Using an unmodified postgresql.conf, the cost estimate for an index-scan were so much higher than for a seqscan that random_page_cost had to be set below 0.2 before the index-scan was preferred.  However, it looks like this was mainly because effective_cache_size was too small.  The planner thought the cache was only 128 MB, and the size of the complete table+index was 39492 + 21946 pages * 8 KB/block = 330 MB.  It makes sense for the cost estimate to be so much higher if blocks are expected to be repeatedly re-fetched from disk.  I wonder if David's effective_cache_size is too small.

test_8_3_3=# reset all ;
RESET

test_8_3_3=# explain analyze select * from my_table where a is null and b = 3 limit 15 ;
                                                    QUERY PLAN
-------------------------------------------------------------------------------------------------------------------
 Limit  (cost=0.00..2.50 rows=15 width=8) (actual time=0.036..0.239 rows=15 loops=1)
   ->  Seq Scan on my_table  (cost=0.00..164492.74 rows=988217 width=8) (actual time=0.028..0.138 rows=15 loops=1)
         Filter: ((a IS NULL) AND (b = 3))
 Total runtime: 0.338 ms
(4 rows)

test_8_3_3=# set enable_seqscan = false ;
SET

test_8_3_3=# show random_page_cost ;
 random_page_cost
------------------
 4
(1 row)

test_8_3_3=# explain analyze select * from my_table where a is null and b = 3 limit 15 ;
                                                            QUERY PLAN
----------------------------------------------------------------------------------------------------------------------------------
 Limit  (cost=0.00..45.99 rows=15 width=8) (actual time=0.051..0.200 rows=15 loops=1)
   ->  Index Scan using idx_b on my_table  (cost=0.00..3029924.36 rows=988217 width=8) (actual time=0.043..0.100 rows=15 loops=1)
         Index Cond: (b = 3)
         Filter: (a IS NULL)
 Total runtime: 0.308 ms
(5 rows)

test_8_3_3=# set random_page_cost = 0.19 ;
SET
test_8_3_3=# explain analyze select * from my_table where a is null and b = 3 limit 15 ;
                                                           QUERY PLAN
---------------------------------------------------------------------------------------------------------------------------------
 Limit  (cost=0.00..2.45 rows=15 width=8) (actual time=0.050..0.201 rows=15 loops=1)
   ->  Index Scan using idx_b on my_table  (cost=0.00..161190.65 rows=988217 width=8) (actual time=0.042..0.097 rows=15 loops=1)
         Index Cond: (b = 3)
         Filter: (a IS NULL)
 Total runtime: 0.307 ms
(5 rows)

Now fix effective_cache_size and try again.

test_8_3_3=# reset all ;
RESET

test_8_3_3=# set effective_cache_size = '500MB' ;
SET
test_8_3_3=# set enable_seqscan = false ;
SET
test_8_3_3=# explain analyze select * from my_table where a is null and b = 3 limit 15 ;
                                                           QUERY PLAN
---------------------------------------------------------------------------------------------------------------------------------
 Limit  (cost=0.00..2.78 rows=15 width=8) (actual time=0.051..0.204 rows=15 loops=1)
   ->  Index Scan using idx_b on my_table  (cost=0.00..183361.21 rows=988217 width=8) (actual time=0.043..0.103 rows=15 loops=1)
         Index Cond: (b = 3)
         Filter: (a IS NULL)
 Total runtime: 0.311 ms
(5 rows)

That's better, but still not quite low enough cost estimate to beat the seqscan.  Try adjusting random_page_cost again.

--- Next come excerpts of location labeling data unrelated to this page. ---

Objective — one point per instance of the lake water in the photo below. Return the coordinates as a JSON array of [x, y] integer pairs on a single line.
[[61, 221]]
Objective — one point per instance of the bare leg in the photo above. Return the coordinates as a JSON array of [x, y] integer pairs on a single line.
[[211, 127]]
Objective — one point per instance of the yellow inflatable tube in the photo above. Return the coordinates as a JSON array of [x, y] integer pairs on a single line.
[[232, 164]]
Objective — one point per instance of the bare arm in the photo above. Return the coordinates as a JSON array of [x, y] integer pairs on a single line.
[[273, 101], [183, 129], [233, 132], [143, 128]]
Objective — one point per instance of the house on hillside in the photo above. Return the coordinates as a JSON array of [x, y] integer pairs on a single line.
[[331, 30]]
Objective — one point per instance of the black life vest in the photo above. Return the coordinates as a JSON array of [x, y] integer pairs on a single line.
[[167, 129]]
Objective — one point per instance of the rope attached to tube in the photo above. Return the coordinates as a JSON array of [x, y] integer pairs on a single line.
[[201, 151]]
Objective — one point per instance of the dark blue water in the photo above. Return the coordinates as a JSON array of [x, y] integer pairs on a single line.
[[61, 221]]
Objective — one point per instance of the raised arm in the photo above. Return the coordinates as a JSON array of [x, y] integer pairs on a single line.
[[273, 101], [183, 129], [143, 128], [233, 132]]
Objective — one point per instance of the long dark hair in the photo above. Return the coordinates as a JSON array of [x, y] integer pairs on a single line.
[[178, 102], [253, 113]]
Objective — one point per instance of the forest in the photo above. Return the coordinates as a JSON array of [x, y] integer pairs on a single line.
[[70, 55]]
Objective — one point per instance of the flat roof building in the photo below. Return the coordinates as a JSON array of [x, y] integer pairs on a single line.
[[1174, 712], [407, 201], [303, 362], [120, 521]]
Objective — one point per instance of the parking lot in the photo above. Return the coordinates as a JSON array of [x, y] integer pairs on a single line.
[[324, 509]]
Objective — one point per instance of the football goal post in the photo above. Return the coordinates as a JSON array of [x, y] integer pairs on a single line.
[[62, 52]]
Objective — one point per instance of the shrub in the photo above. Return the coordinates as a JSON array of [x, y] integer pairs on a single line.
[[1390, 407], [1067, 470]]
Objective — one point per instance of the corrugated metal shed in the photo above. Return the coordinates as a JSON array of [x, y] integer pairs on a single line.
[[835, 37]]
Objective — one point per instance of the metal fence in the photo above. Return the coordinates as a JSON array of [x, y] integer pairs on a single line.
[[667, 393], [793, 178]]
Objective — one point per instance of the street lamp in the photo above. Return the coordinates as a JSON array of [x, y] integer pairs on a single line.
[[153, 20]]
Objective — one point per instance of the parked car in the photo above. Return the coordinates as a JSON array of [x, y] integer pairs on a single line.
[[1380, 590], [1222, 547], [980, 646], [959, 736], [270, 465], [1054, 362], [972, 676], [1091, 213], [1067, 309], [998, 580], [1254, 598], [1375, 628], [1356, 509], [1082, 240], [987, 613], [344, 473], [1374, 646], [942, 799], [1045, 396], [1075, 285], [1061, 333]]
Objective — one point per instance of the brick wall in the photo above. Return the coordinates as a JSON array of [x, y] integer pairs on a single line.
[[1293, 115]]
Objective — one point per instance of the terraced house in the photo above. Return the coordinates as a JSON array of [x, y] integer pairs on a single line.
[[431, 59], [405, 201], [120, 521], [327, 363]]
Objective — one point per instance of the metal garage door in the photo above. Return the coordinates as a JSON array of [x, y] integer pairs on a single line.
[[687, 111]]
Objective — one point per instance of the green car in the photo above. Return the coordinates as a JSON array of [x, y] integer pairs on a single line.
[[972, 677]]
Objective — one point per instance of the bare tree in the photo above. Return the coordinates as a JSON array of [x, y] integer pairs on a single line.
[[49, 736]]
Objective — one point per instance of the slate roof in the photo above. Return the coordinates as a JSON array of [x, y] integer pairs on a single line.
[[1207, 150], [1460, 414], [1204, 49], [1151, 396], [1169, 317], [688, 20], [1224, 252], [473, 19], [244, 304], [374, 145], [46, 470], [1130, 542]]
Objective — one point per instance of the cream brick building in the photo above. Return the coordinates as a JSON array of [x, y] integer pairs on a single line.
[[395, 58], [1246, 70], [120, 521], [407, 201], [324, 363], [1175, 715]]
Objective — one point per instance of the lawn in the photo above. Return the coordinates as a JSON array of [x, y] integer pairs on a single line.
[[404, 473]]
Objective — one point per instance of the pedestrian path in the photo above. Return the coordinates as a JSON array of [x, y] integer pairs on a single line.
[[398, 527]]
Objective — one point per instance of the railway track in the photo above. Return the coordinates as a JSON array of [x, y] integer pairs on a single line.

test_8_3_3=# set random_page_cost = 3 ;
SET
test_8_3_3=# explain analyze select * from my_table where a is null and b = 3 limit 15 ;
                                                           QUERY PLAN
---------------------------------------------------------------------------------------------------------------------------------
 Limit  (cost=0.00..2.16 rows=15 width=8) (actual time=0.052..0.202 rows=15 loops=1)
   ->  Index Scan using idx_b on my_table  (cost=0.00..142053.51 rows=988217 width=8) (actual time=0.043..0.100 rows=15 loops=1)
         Index Cond: (b = 3)
         Filter: (a IS NULL)
 Total runtime: 0.311 ms
(5 rows)

That's enough: index-scan's 142053.51 beats seqscan's 164492.74.  We no longer need to set enable_seqscan=false.